The US was highlighted for its “gross human rights abuses” in Iraq, including unlawful killings and arbitrary detentions.

Terror groups in Iraq were also condemned for their “gross human rights abuses” such as hostage killings.

Ms Khan added: “Governments are failing to confront their lack of success in addressing terrorism, persisting with failed but politically convenient strategies. Four years after 9/11, the promise to make the world a safer place remains hollow.”

Further criticism was levelled at the US over its attempt to “dilute the absolute ban on torture” by using phrases such as “stress positions” and “sensory manipulation” to describe the tactics used against detainees, and for failing to carry out a full independent investigation into ill-treatment at Iraq’s Abu Ghraib prison.

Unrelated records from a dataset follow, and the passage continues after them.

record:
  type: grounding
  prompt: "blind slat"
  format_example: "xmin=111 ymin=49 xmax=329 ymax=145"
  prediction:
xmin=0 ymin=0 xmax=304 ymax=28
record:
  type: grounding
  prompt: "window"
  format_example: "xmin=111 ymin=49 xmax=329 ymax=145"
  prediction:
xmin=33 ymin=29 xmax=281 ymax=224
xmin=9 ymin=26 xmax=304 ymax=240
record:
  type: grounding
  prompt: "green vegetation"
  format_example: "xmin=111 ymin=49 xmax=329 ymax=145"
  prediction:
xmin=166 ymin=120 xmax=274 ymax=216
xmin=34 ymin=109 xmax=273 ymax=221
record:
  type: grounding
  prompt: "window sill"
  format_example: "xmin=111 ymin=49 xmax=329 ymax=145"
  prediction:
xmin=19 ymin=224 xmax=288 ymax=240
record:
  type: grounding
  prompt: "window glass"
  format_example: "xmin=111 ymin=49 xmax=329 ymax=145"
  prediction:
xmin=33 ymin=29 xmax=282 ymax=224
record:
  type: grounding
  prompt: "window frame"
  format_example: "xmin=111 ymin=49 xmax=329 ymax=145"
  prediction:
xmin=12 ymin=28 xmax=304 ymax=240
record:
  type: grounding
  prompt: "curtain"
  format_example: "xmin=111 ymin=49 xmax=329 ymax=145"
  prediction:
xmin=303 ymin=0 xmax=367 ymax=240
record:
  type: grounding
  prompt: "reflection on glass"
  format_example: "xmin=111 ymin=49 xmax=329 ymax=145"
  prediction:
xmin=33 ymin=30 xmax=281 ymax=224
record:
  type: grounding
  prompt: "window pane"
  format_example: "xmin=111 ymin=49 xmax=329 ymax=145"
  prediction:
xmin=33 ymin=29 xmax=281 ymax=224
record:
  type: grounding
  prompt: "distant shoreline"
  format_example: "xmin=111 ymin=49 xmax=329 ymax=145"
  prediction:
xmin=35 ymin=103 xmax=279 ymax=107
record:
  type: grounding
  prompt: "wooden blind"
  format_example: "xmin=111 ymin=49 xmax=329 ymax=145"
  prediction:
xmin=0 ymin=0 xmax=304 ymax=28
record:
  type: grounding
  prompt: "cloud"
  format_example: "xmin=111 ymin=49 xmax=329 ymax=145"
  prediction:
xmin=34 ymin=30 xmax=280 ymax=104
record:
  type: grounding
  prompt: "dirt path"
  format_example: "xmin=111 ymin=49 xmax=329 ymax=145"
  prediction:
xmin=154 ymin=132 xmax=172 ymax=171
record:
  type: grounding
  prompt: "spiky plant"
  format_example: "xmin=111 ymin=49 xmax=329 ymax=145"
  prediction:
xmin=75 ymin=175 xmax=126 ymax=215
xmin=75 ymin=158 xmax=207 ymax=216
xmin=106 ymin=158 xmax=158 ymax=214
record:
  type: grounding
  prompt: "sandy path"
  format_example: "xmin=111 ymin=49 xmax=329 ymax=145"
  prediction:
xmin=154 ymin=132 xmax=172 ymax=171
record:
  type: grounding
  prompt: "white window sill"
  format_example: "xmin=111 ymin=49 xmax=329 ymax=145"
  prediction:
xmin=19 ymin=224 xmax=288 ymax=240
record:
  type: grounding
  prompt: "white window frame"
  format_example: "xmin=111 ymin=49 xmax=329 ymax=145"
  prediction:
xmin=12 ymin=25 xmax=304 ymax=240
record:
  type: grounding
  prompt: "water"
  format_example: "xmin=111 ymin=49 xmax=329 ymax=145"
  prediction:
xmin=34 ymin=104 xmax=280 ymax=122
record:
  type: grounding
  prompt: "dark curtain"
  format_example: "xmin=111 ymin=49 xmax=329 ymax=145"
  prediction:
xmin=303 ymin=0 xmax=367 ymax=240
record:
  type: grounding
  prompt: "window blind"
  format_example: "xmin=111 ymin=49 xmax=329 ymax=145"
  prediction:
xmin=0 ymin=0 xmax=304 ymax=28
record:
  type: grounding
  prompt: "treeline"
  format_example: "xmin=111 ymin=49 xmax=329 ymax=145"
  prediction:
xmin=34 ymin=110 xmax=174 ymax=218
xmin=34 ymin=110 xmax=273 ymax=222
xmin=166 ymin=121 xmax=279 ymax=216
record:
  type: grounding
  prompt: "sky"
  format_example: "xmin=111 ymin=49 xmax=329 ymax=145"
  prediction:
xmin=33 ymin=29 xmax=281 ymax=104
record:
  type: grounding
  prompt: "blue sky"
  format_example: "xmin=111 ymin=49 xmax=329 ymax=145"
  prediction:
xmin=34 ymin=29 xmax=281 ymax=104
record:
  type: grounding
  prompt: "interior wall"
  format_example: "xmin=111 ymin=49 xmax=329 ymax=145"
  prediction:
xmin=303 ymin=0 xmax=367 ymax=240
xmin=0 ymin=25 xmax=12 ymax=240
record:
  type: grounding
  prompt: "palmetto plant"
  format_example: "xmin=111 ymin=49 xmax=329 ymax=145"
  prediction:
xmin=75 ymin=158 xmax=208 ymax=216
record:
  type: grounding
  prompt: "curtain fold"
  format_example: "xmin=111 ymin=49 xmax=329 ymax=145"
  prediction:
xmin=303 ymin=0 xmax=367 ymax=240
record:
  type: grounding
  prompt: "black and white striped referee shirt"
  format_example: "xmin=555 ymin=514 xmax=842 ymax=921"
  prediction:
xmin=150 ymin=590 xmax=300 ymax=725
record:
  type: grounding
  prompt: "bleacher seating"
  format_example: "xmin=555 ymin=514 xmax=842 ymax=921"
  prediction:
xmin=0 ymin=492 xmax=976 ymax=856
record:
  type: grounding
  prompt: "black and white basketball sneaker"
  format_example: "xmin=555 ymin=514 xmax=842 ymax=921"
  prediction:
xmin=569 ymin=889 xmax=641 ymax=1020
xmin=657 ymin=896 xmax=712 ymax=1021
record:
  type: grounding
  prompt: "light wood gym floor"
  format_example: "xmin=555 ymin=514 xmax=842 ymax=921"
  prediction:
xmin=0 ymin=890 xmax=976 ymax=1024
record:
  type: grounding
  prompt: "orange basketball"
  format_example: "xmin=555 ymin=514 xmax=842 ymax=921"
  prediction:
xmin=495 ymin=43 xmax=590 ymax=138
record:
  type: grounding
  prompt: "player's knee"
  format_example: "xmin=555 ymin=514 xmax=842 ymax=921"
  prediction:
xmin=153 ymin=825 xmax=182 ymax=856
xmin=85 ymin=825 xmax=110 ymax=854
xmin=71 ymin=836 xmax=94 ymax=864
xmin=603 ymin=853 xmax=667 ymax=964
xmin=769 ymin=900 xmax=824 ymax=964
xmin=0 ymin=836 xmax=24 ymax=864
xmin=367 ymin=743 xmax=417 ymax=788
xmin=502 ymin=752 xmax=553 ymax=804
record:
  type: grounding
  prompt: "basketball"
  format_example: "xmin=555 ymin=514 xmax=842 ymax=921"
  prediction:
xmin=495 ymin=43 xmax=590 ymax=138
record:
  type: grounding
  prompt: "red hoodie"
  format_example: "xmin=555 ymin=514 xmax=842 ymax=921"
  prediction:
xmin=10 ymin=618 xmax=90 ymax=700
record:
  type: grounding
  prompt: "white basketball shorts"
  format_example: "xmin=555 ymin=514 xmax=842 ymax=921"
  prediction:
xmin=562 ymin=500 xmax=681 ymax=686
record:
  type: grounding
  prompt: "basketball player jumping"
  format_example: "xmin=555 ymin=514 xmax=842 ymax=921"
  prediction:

Britain was accused of “trying to circumvent domestic and international human rights obligations by asserting that human rights law did not bind UK armed forces in Iraq”.

The British government had also failed to establish an independent inquiry into the murders of solicitor Patrick Finucane, shot dead in front of his family in his north Belfast home by the UFF in 1989, it added.

Concern was also expressed at the 100-plus deaths in British prisons during the year.

Amnesty’s annual report said thousands of people had been failed by the international community’s “indifference and paralysis”, such as those subjected to human rights abuses in Darfur, Haiti, the eastern Democratic Republic of Congo and Zimbabwe, plus Chechen women who were suffering at the hands of Russian soldiers.

Ms Khan further criticised the US war on terrorism as she spoke at the report’s launch in central London.

“The detention facility at Guantanamo Bay has become the gulag of our times, entrenching the practice of arbitrary and indefinite detention in violation of international law,” she said.